Using the Bdnf^NLuc/+ neuronal assay, a researcher can comfortably screen 1600 compounds in 5 sets of 384-well plates in duplicate every two weeks and thereby over 40,000 compounds in a year. The screen will identify hits that increase intracellular BDNF levels by stimulating BDNF expression via either transcription or translation, inhibiting BDNF secretion, or stabilizing BDNF. The hits that inhibit BDNF secretion or stabilize BDNF would not increase BDNF levels in media and could be eliminated through measurements of BDNF levels in both cells and media. To determine whether a hit selectively increases BDNF expression by activating a signaling cascade or a transcription factor or non-selectively increases BDNF expressing by enhancing overall transcription or translation, a counter assay is necessary. Such a counter assay can be established using the Gt(ROSA)26Sor^tm1(Luc)Kael/J mouse strain that expresses firefly luciferase (FLuc) in a Cre-dependent manner ⁴⁹. This strain of mice are crossed to mice that express Cre in germline cells to remove the transcription stop sequence in the lox-stop-lox cassette, creating a Rosa26^FLuc allele which expresses FLuc from the Gt(ROSA)26Sor locus in every cell. Because the Rosa26^FLuc allele is active in every cell of the body ⁵⁰, the regulation of gene expression would be very different in Rosa26^FLuc and Bdnf^NLuc. Thus, Rosa26^FLuc/+ neuronal culture is a suitable counter assay to eliminate non-selective hits.

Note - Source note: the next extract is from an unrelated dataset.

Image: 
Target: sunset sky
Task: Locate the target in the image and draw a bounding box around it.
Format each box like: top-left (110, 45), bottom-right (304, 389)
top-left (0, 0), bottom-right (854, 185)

Deficiencies in BDNF-TrkB signaling have been linked to several neurological and psychiatric disorders, including Alzheimer’s disease (AD), Huntington’s disease (HD), major depressive disorder (MDD), anxiety, eating disorders, and Rett syndrome ^{5, 51–56}. A few compounds such as ampakines ⁵⁷ and fingolimod ⁵⁸ weakly boost BDNF synthesis and yet improve disease symptoms in mouse models for AD ⁵⁹, HD ^{60, 61}, and Rett syndrome ^{58, 62}, supporting the strategy of using BDNF-boosting drugs for treatment of brain disorders associated with deficits in BDNF-TrkB signaling. A specific HTS campaign designed to discover compounds that more effectively boost BDNF synthesis using the assay described here should deliver more useful leads for development as therapeutic reagents for the brain disorders.

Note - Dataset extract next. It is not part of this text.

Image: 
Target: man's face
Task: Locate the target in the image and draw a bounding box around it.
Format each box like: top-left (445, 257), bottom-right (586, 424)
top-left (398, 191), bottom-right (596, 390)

Due to multiple promoters and alternative polyadenylation, the Bdnf gene produces 18 mRNA variants encoding the same BDNF protein ^{12, 13, 63, 64}. Distinct combinations of Bdnf mRNA variants are expressed in different tissues or brain regions ^{12, 63}. As distinct signaling pathways regulate production and translation of different Bdnf mRNA variants ^{14, 15, 17}, an HTS using the Bdnf^NLuc/+ neuronal assay could find compounds that boost BDNF synthesis in selective brain regions, an aspect that may minimize undesired side effects. For instance, a compound that boosts BDNF synthesis in the cortex and hippocampus could prove useful for treating MDD, because it may not affect BDNF synthesis in midbrain dopaminergic neurons where BDNF has depressive effects ^{65, 66}. The usage of various BDNF promoters is very different in the brain and peripheral tissues in humans ⁶³. For example, transcripts from promoters 1, 2, 4 and 5 are abundant in the brain, but low or absent in peripheral tissues ⁶³. Therefore, it is possible to find compounds that boost BDNF production in the brain without causing the sensation of pain that is associated with the activation of BDNF receptors in nociceptors ⁶⁷. TrkB agonists do not offer such benefits.